Espérant avoir votre attention, je tâcherai d'être court, d'une part parce que ma collègue Flavia Wasserfallen a très bien exposé en allemand les motifs de la demande de classement et d'autre part parce que nous avons déjà largement débattu de cette initiative, tant en commission que dans nos deux chambres. Pour rappel, nous lui avions donné suite sans grande conviction, par 108 voix contre 85, en 2019, avant le Covid-19, et le Conseil des Etats aussi, avec une marge plus serrée encore, par 17 voix contre 15 et 2 abstentions, en juin 2021.

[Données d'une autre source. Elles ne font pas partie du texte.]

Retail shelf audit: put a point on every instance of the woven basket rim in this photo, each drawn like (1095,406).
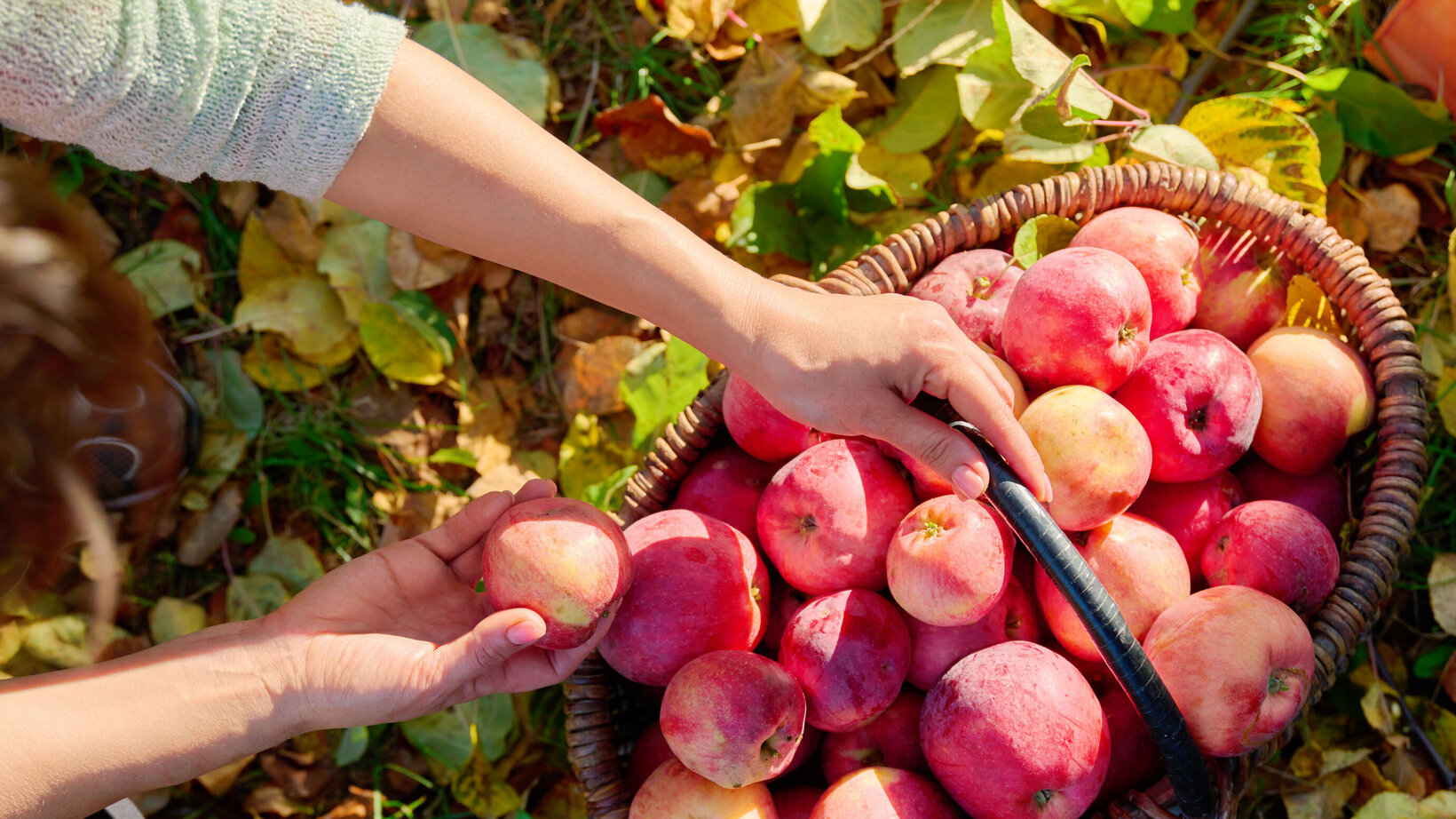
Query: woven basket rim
(1385,341)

J'aimerais insister sur trois éléments.

Premièrement, "autres temps, autres moeurs": si cette devise s'applique à des époques différentes, il faut admettre que, depuis le dépôt de l'initiative en septembre 2017, le monde, et en particulier le domaine de la santé, a été rapidement et complètement bouleversé. S'il y a encombrement des urgences, ce n'est pas - ou plus - en raison de cas bénins, mais bel et bien en raison de problèmes de pandémie, comme durant les vagues de Covid-19, ou d'une pénurie de [PAGE 1863] médecins généralistes dans bon nombre de régions, en particulier périphériques. C'est la raison du travail de notre commission visant à prévoir déjà des exceptions au droit d'admission des médecins, entré en vigueur en janvier de cette année.

Deuxièmement, l'ensemble des partenaires de la santé s'opposent à l'introduction de cette taxe, à l'exception des assureurs. Comme on les comprend! L'affaire est bonne, car il s'agirait en fait d'un simple transfert des coûts de l'assurance obligatoire des soins aux patients. Or, cela est malvenu au lendemain même d'une hausse drastique des primes maladie, qui inquiète la population. Bien qu'absente lors des auditions, la Conférence des directrices et directeurs cantonaux de la santé a pris position de manière claire: la mise en oeuvre de l'initiative est extrêmement difficile, voire impossible. Comment voulez-vous en effet établir la distinction entre urgences réelles et urgences ressenties? Et que se passe-t-il lorsque les patients admis en urgence ne sont pas solvables? En fait, on créerait dans les hôpitaux un monstre administratif à l'heure où l'on exige d'eux d'autres tâches prioritaires, comme d'assumer les pics de capacité lors de pandémies.

Troisièmement, il existe d'autres solutions beaucoup plus respectueuses des besoins des patients socialement plus défavorisés. Car c'est bien ce qui arrivera: une médecine d'urgence à deux vitesses. Pour certains, cette taxe sera dissuasive; pour d'autres, accéder aux urgences pour 50 francs seulement pourrait constituer une incitation. L'audition a démontré que des modèles d'assurance alternatifs avec un tri téléphonique - modèle Telmed -, puis un premier point d'accueil - modèle[NB]du[NB]médecin[NB]de[NB]famille[NB]ou[NB]la[NB]pharmacie -, sont beaucoup plus efficaces pour réduire le nombre de consultations inutiles aux urgences. De plus, au lieu de vouloir changer au forceps les comportements d'une petite partie de la population, il s'agirait plutôt de mieux informer cette dernière sur les possibilités de plus en plus nombreuses de prise en charge des cas urgents par des structures décentralisées comme, dans les régions périphériques, les maisons de santé.

Et si vraiment on est convaincu, comme le pense la minorité de la commission, que la part des cas bénins a une influence sur la surcharge structurelle des urgences, il serait plus judicieux, à travers un projet pilote, de tester d'abord la taxe bagatelle dans un ou plusieurs hôpitaux avant de l'étendre à toute la Suisse.

Etant d'avis que l'initiative, au premier abord attractive, n'est aujourd'hui plus en mesure d'atteindre son objectif, la commission propose son classement par 12 voix contre 11 et 1 abstention.